このほか、アルカミス製プレミアムスピーカーや64色のアンビエントライト、シートベンチレーション付きの上質な合成皮革シートを設定するなど、コンパクトカーでありながら、高い質感も特徴となっています。
パワートレインは最高出力103hp(馬力)・最大トルク139Nmを発生する1.5リッター4気筒「K15C」型エンジンに「プログレッシブスマートハイブリッド」を組み合わせたもので、ガソリンモデルとCNG仕様を用意します。トランスミッションは6速ATに加え、今回の改良で新たに6速MTが設定されました。
一方、新たに追加された「ブレッツァ ターボブースタージェット」は、1.0リッターガソリンターボの「K10C」型エンジンにプログレッシブスマートハイブリッドを搭載し、最高出力110hp・最大トルク170Nmを発揮するモデルです。トランスミッションは6速MTのみの設定となります。
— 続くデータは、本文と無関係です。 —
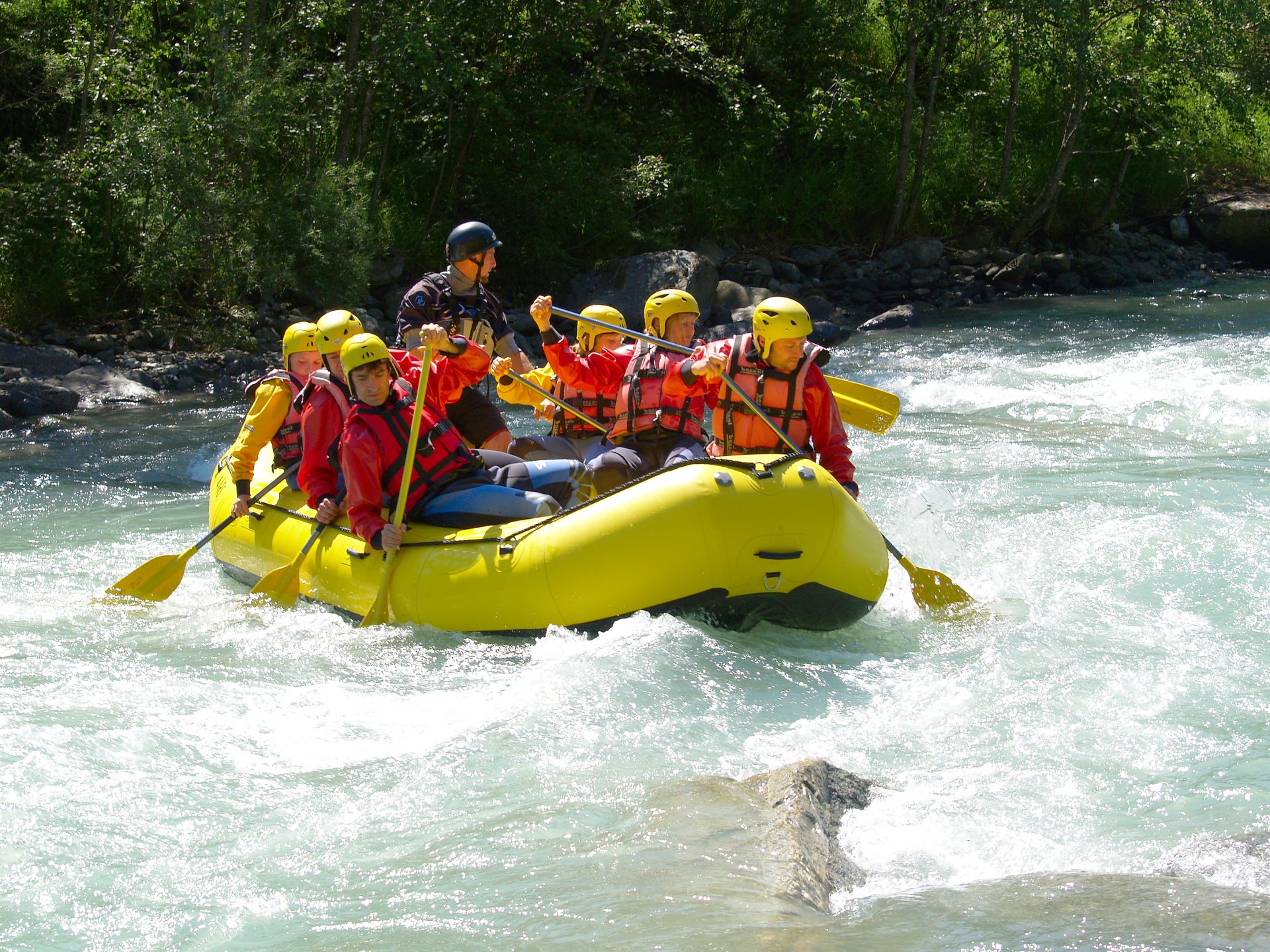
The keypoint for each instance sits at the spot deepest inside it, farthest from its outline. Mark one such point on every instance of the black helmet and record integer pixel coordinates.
(470, 239)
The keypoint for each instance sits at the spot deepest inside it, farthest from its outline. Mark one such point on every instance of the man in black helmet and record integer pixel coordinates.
(460, 302)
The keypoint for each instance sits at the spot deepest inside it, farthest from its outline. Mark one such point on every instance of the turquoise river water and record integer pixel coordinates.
(1064, 771)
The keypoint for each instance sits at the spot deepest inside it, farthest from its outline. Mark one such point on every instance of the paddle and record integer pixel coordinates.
(160, 576)
(859, 404)
(379, 611)
(864, 407)
(933, 590)
(558, 401)
(282, 586)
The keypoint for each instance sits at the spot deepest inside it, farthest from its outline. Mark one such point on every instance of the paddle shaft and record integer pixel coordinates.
(224, 524)
(379, 611)
(558, 401)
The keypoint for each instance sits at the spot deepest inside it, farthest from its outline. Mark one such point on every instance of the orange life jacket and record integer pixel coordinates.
(440, 456)
(286, 441)
(780, 395)
(597, 407)
(642, 405)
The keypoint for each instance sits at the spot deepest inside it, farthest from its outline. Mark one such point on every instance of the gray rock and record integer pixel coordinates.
(712, 251)
(146, 339)
(786, 270)
(821, 309)
(893, 280)
(93, 343)
(32, 397)
(101, 385)
(827, 333)
(925, 277)
(898, 317)
(385, 270)
(1236, 222)
(810, 799)
(40, 361)
(969, 259)
(812, 259)
(730, 296)
(628, 282)
(741, 325)
(922, 253)
(1054, 263)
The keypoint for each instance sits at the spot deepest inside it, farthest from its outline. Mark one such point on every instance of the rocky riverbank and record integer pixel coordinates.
(846, 290)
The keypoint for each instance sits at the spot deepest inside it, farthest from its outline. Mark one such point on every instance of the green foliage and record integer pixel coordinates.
(178, 158)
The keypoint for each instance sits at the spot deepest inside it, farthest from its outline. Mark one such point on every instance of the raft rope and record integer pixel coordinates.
(507, 543)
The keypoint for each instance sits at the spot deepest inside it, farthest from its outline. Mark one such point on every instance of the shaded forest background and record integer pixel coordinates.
(161, 159)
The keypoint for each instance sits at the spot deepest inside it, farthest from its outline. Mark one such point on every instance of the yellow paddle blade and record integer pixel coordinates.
(379, 612)
(864, 407)
(281, 586)
(154, 580)
(934, 590)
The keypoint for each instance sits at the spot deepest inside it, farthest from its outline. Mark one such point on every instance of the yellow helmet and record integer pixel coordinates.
(334, 328)
(779, 319)
(666, 303)
(298, 339)
(362, 349)
(588, 332)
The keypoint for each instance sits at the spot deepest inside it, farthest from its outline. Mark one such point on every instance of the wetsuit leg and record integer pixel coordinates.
(615, 466)
(567, 481)
(544, 448)
(493, 457)
(686, 448)
(476, 418)
(469, 504)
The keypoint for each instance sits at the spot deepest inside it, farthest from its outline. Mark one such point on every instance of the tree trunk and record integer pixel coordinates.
(906, 124)
(88, 80)
(346, 111)
(1011, 116)
(915, 194)
(1114, 194)
(1056, 178)
(379, 173)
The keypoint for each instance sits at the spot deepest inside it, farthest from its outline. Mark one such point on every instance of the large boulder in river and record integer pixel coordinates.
(33, 397)
(898, 317)
(808, 800)
(626, 284)
(40, 361)
(1236, 222)
(98, 383)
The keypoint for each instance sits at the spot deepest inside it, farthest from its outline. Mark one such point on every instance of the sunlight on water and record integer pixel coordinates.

スポーティな走行性能を持ちながら、燃費性能は20.47km/Lを実現しているといいます。エクステリアには専用ターボエンブレムとレッドアクセントが施され、視覚的にも差別化が図られています。
ラインナップはベースグレードの「LXi」、中級の「VXi」「ZXi」、最上級の「ZXi+」と4タイプです。
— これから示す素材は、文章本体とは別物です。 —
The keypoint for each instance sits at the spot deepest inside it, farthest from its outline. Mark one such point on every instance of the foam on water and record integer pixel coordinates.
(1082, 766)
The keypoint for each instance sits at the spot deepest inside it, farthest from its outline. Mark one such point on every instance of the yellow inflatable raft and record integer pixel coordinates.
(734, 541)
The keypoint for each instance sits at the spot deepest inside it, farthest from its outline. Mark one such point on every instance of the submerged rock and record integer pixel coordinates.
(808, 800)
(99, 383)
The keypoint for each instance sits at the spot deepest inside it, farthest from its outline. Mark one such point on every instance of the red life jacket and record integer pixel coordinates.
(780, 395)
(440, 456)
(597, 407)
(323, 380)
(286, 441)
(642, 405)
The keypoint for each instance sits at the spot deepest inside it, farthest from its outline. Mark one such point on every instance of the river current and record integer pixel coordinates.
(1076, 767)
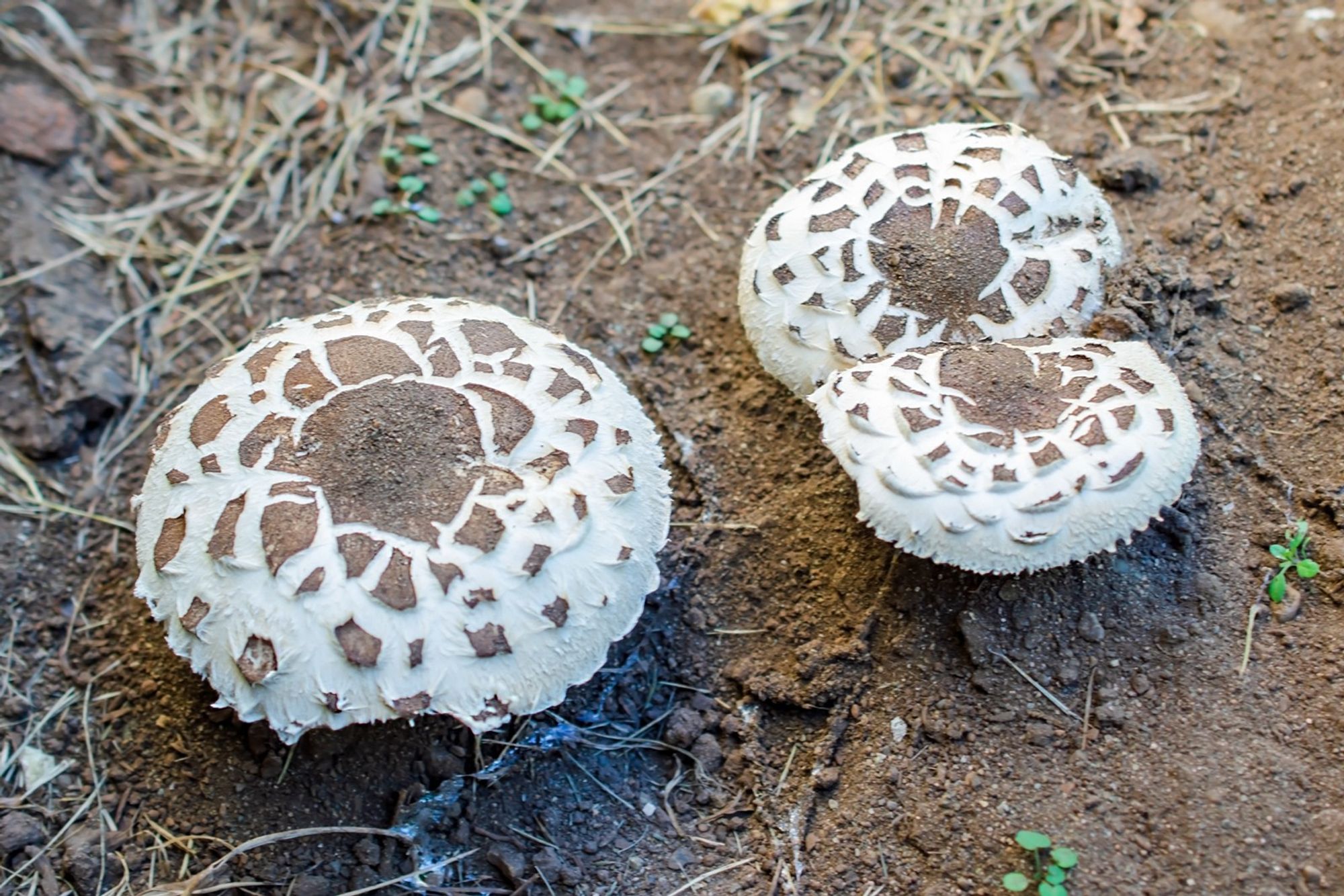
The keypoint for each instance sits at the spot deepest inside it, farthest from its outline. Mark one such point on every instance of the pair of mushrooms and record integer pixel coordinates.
(429, 506)
(925, 292)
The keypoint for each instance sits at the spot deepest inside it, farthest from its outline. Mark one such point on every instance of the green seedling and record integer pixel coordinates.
(1052, 866)
(667, 330)
(1292, 557)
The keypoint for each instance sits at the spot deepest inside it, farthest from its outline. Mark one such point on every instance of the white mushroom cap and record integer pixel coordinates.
(946, 234)
(1011, 457)
(398, 508)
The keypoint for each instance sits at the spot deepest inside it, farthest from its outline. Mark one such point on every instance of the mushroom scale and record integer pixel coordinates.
(946, 234)
(1011, 457)
(408, 507)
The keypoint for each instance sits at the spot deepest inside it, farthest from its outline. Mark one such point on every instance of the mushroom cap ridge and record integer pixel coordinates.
(405, 507)
(950, 233)
(1011, 457)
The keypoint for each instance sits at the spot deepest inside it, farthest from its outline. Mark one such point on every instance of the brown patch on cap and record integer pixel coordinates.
(489, 640)
(196, 613)
(408, 707)
(255, 444)
(483, 530)
(257, 660)
(940, 272)
(1048, 456)
(312, 581)
(557, 612)
(1006, 393)
(420, 331)
(513, 421)
(360, 551)
(259, 363)
(838, 220)
(623, 483)
(1131, 467)
(396, 588)
(361, 648)
(287, 529)
(550, 464)
(491, 338)
(210, 420)
(446, 573)
(444, 362)
(222, 539)
(355, 359)
(170, 539)
(304, 382)
(1030, 281)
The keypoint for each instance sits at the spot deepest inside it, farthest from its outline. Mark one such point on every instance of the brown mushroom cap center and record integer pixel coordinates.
(943, 271)
(397, 456)
(1009, 392)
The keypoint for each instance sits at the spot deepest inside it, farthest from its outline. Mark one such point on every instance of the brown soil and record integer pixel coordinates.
(747, 727)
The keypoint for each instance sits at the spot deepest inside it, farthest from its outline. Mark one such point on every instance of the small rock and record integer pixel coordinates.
(1130, 171)
(18, 830)
(311, 886)
(1091, 628)
(36, 124)
(510, 862)
(472, 101)
(1291, 298)
(683, 727)
(712, 99)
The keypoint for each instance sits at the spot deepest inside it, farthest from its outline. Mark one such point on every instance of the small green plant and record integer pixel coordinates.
(669, 328)
(560, 104)
(1292, 557)
(1050, 866)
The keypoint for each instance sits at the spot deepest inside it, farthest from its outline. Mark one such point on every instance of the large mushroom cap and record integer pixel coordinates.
(1011, 457)
(951, 233)
(398, 508)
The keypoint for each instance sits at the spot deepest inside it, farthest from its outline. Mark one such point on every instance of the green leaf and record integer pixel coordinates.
(1064, 858)
(576, 88)
(1033, 840)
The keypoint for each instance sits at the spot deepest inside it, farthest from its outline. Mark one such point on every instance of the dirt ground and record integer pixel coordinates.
(802, 709)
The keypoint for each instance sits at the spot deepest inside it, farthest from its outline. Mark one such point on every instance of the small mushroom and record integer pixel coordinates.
(947, 234)
(408, 507)
(1011, 457)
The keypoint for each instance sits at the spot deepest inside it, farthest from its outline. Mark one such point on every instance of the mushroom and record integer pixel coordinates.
(407, 507)
(951, 233)
(1011, 457)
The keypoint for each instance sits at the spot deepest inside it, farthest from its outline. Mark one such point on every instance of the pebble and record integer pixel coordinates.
(712, 99)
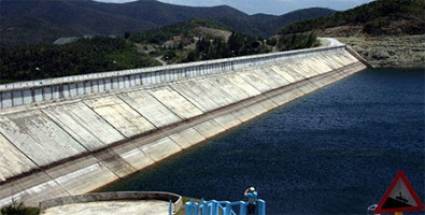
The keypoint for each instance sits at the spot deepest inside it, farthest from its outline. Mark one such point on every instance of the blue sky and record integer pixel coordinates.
(266, 6)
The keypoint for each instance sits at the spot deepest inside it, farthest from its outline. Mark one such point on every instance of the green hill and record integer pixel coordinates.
(32, 21)
(381, 17)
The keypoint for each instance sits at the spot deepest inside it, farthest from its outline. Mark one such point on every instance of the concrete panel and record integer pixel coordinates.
(230, 88)
(289, 69)
(97, 126)
(209, 128)
(160, 149)
(237, 80)
(273, 78)
(82, 175)
(213, 89)
(257, 109)
(268, 104)
(60, 115)
(113, 161)
(284, 74)
(254, 80)
(12, 161)
(38, 137)
(175, 102)
(31, 190)
(228, 121)
(134, 156)
(288, 95)
(243, 114)
(120, 115)
(187, 138)
(150, 108)
(196, 95)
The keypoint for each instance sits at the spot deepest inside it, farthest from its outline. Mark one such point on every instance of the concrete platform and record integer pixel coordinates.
(111, 208)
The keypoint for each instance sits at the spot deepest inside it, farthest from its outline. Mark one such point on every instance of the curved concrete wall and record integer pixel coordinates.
(75, 146)
(56, 89)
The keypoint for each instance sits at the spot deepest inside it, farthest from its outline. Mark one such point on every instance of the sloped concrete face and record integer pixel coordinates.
(38, 137)
(187, 138)
(12, 161)
(121, 116)
(161, 149)
(95, 125)
(175, 102)
(73, 147)
(74, 128)
(150, 108)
価格は73万9900ルピー(約123万円、2026年8月下旬時点のレート)からとなっています。
スズキによるとインド市場におけるSUV比率は約6割を占めており、市場成長をけん引する主要セグメントになっているといいます。
そのなかでデビューした新型ブレッツァは、低価格な若年層向けコンパクトSUVとして引き続き支持を獲得すると予想され、今後の販売動向が注目されます。